Hidden Danger 5.frame synchronization assumption in TCPTCP does not provide frame synchronization, which makes it perfect for byte stream-oriented protocols. This is an important difference between TCP and UDP. UDP is a message-oriented protocol that retains the message boundary between the sender and receiver. TCP is a stream-oriented protocol. It assumes that the data being communicated is unstructured, as shown in 1. Figure 1.udp's frame synchronization capability and lack of Frame Synchronization the upper part of TCP Figure 1 shows a UDP client and server. The peer layer on the left performs write operations on two sockets, each of which is 100 bytes. The UDP layer of the protocol stack traces the number of writes, and ensures that when the receiver on the right gets data through the socket, it will arrive at the same number of bytes. In other words, the message boundary provided by the writer is reserved for the reader. Now, at the bottom of Figure 1, it demonstrates write operations of the same granularity for the TCP layer. Two independent write operations (each 100 bytes) write to the stream socket. In this example, the reader of the stream socket gets 200 bytes. The TCP layer of the protocol stack aggregates two write operations. This aggregation can happen to either the sender or receiver of the TCP/IP protocol stack. It is important to note that aggregation may not happen-TCP only ensures orderly data transmission. This trap is confusing for most developers. You want to obtain TCP reliability and UDP frame synchronization. Unless you use another transmission protocol, such as the Stream Transmission Control Protocol (STCP), the application layer developers are required to implement the buffer and segment functions.
Tool for debugging socket applicationsGNU/Linux provides several tools to help you find some problems in socket applications. In addition, the use of these tools is instructive and can help explain the behavior of applications and TCP/IP protocol stacks. Here, you will see an overview of several tools. Refer to the following references for more information. View Details of network subsystems the netstat tool provides the ability to view the GNU/Linux Network subsystems. With netstat, you can view the currently active connections (by a single protocol), and view connections in a specific status (such as server sockets in the listening status) and many other information. Listing 4 shows some options provided by netstat and their enabled features.

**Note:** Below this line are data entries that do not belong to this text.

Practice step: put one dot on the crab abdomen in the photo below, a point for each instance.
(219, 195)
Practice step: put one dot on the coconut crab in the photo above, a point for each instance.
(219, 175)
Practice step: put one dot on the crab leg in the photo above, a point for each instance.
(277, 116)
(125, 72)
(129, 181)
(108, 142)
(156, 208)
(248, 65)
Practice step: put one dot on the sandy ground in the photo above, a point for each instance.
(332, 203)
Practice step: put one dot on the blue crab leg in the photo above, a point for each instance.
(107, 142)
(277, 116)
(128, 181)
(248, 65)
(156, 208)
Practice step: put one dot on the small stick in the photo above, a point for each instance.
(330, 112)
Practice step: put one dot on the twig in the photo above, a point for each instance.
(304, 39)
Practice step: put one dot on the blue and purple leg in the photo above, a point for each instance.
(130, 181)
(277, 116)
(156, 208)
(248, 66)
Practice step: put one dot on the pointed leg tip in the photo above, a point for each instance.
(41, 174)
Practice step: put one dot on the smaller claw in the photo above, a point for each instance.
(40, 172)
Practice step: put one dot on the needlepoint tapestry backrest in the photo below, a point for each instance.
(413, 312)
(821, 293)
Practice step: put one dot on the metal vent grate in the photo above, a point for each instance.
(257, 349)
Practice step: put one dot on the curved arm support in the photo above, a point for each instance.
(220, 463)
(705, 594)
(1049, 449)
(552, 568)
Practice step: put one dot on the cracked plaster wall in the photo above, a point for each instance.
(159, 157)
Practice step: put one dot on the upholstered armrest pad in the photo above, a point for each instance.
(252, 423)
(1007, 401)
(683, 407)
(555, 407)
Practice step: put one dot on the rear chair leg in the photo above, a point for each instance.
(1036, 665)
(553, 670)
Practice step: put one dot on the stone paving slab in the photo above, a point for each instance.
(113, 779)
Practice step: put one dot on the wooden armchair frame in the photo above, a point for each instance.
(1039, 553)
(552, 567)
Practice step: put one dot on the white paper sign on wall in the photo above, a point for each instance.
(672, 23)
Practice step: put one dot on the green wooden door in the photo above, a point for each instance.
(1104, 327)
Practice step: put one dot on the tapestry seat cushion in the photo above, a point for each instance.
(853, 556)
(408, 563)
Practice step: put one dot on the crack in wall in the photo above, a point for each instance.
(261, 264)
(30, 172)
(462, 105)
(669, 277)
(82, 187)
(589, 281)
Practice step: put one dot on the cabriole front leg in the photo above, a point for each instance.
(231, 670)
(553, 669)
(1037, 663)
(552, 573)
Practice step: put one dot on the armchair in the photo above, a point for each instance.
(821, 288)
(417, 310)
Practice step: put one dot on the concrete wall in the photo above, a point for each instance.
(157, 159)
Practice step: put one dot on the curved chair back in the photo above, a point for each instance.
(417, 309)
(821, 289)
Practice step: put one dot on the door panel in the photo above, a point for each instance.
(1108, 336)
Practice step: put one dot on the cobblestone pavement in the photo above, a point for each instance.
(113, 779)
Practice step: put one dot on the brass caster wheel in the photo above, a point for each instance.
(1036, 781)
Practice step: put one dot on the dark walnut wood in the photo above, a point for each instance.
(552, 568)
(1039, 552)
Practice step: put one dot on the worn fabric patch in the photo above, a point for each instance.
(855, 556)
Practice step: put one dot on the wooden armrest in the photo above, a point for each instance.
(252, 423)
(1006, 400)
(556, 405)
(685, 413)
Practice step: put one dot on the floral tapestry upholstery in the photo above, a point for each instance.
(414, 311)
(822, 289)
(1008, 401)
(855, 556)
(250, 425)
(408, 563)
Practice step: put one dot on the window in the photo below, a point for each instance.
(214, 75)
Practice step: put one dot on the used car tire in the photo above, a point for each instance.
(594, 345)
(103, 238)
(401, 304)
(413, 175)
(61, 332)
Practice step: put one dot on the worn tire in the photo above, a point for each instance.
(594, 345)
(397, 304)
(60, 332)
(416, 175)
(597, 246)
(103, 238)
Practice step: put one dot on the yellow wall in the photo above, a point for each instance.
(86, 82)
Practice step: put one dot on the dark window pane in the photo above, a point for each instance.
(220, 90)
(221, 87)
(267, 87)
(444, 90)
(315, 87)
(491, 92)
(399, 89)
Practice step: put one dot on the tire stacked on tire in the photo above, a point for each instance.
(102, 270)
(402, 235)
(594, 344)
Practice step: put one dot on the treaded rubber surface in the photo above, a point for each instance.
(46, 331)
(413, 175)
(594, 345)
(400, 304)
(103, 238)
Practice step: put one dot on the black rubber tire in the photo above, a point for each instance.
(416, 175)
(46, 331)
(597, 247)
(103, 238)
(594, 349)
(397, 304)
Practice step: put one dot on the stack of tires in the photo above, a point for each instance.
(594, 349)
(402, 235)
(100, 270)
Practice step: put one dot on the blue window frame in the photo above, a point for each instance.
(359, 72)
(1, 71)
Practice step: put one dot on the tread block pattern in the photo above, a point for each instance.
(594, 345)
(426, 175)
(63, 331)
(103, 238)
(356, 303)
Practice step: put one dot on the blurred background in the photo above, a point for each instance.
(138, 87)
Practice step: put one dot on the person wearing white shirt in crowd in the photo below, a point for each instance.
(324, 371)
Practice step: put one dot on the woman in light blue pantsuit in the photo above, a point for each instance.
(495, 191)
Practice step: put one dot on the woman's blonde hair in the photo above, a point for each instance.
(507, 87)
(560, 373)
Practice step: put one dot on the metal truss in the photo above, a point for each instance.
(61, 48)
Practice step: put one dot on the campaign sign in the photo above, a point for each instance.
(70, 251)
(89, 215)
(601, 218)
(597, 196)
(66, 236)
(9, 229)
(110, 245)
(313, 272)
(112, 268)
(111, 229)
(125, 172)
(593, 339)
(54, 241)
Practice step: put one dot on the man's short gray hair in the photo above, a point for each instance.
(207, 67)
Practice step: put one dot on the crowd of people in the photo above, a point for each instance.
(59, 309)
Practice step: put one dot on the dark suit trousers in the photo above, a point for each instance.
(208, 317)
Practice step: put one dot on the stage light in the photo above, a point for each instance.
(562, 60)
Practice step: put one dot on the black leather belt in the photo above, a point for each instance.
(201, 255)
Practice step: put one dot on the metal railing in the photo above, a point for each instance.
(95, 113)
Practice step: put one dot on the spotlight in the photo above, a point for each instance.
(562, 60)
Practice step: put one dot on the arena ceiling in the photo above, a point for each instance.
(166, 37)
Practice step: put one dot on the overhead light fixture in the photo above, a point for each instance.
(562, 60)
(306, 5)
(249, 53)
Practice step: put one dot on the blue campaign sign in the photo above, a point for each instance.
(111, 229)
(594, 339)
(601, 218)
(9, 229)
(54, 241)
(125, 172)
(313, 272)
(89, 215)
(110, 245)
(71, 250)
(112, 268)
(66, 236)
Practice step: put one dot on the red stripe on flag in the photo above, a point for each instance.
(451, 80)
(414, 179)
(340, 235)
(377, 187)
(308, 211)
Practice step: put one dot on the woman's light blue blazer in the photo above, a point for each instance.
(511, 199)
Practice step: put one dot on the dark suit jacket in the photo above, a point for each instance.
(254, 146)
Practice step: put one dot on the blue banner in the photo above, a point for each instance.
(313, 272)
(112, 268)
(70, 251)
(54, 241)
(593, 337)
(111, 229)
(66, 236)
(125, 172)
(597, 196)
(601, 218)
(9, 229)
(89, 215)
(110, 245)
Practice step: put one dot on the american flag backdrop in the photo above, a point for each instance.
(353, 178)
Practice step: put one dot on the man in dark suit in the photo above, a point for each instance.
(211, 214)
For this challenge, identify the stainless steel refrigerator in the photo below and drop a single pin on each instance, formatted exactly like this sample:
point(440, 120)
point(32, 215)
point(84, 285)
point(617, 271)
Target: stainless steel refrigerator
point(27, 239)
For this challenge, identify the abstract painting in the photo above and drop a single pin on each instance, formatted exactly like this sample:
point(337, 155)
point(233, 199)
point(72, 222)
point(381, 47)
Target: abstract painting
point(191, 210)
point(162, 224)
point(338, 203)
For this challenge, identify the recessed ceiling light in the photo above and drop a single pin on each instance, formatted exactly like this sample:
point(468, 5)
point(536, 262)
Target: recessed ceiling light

Listing 4. usage modes of the netstat Utility
View All TCP sockets currently active $ netstat -- tcpview all UDP sockets $ netstat -- udpview all TCP sockets in the listening state $ netstat -- listeningview the Multicast Group Membership Information $ netstat -- groupsdisplay the list masqueraded connections $ netstat -- masqueradeview statistics for each protocol $ netstat -- statistics |
Despite the existence of many other utilities, netstat is fully functional and covers the features of route, ifconfig, and other standard GNU/Linux tools. To monitor traffic, you can use several GNU/Linux tools to check the Low-layer traffic on the network. Tcpdump is an old tool that "sniffers" network packets from the Internet and prints them to stdout or records them in a file. This function allows you to view the traffic generated by the application and the Low-layer Traffic Control Mechanism generated by TCP. A new tool called tcpflow complements tcpdump, which provides protocol stream analysis and appropriate data stream reconstruction methods, regardless of the packet sequence or re-transmission. Listing 5 shows the two usage modes of tcpdump.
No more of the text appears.